А у него книги не было, — вставая, негромко ответила за меня Лиля. — Но… я ему после дам…
— А где же твоя? — снова спросила учительница.
— Она… а ее… — залепетал я и был очень признателен Жоре, что он незаметно стянул учебник и спрятал его в парту.
— Ну хорошо, — отложила свою карающую самописку учительница, — на этот раз я тебе ничего не поставлю. Но чтоб к следующему уроку все непременно выучил!
— Да! — полный благодарности — не к ней, к Лиле! — ответил я. — Обязательно!
— А ты выручи его, — кивнула учительница Лиле.
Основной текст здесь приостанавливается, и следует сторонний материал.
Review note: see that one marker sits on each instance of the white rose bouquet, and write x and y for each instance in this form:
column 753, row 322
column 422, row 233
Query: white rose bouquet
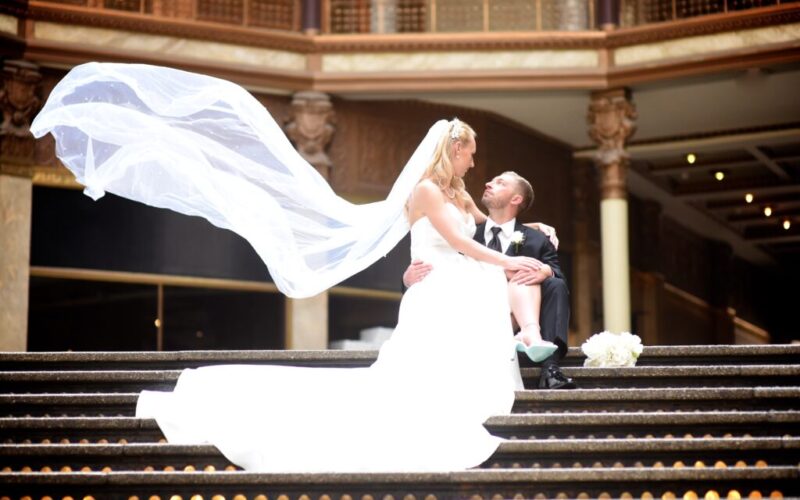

Было очень стыдно, когда после урока ко мне подошла Лиля и протянула свою аккуратно обернутую книгу, думая, что у меня и в самом деле нет.
— И ты не стесняйся, — сказала она. — Когда нужно, сам говори. Ладно?
— Ладно, — ненавидя и презирая себя, ответил я и положил в портфель еще один учебник по литературе, который был и такой, и какой-то другой, и его почему-то даже просто так держать было приятно…
Председатель совета отряда, строгий и очень аккуратный ученик — у него всегда все было в порядке, — подойдя сзади, сказал:
— Нехорошо, Строганов, подтянись!
— А тебе что? — огрызнулся за меня Жора.
— Вот поставлю о вас вопрос на совете, тогда узнаешь что! И у тебя ведь не так-то уж гладко обстоит дело…
На следующем уроке я опять очень боялся, как бы не вызвали. И только на уроке физкультуры почувствовал себя свободно. Когда все переоделись и вышли в зал, мне вдруг очень захотелось кому-нибудь рассказать, что меня приняли в боксерскую секцию, что я уже был на одной тренировке и теперь умею по-боксерски стоять, двигаться, а завтра нам даже покажут настоящие удары.
Я несколько раз небрежно подпрыгнул на носках так, как это делали, перед тем как выйти на ринг, старенькие, и прицеливался в стену кулаками.
Жора спросил:
— Это ты что?
— Да так, — все же переборов желание во всем открыться, уклончиво ответил я.
После обеда я сел заниматься. Вынул Лилин учебник, на котором каким-то удивительно воздушным и красивым почерком были написаны ее имя и фамилия, и, отогнав от себя все посторонние мысли, стал учить, но вдруг вспомнил, что тренировочный дневник, о котором говорил тренер и после напоминал Борис, забыл завести.
Выскочил из-за стола, быстро достал из папиного книжного шкафа толстую тетрадь в коленкоровой обложке, снова уселся и аккуратно вывел на первой странице: «Тренировочный дневник боксера…» — и задумался: а какого же разряда? Вздохнул — ведь у новичков же разрядов не бывает — и дописал свое имя и фамилию.
Так что же мы вчера делали? А, вспомнил: сначала зарядку, потом старенькие стали драться, а нам показывали шаги…
Так прямо и писать? А вдруг Сева увидит? Я же ему наврал. Ничего, спрячу подальше — вот и все! И я стал честно все записывать. А когда кончил и сунул тетрадь на самое донышко чемодана, в дверь вдруг застучали. Открыл — Сева; их, оказывается, после второго урока отпустили.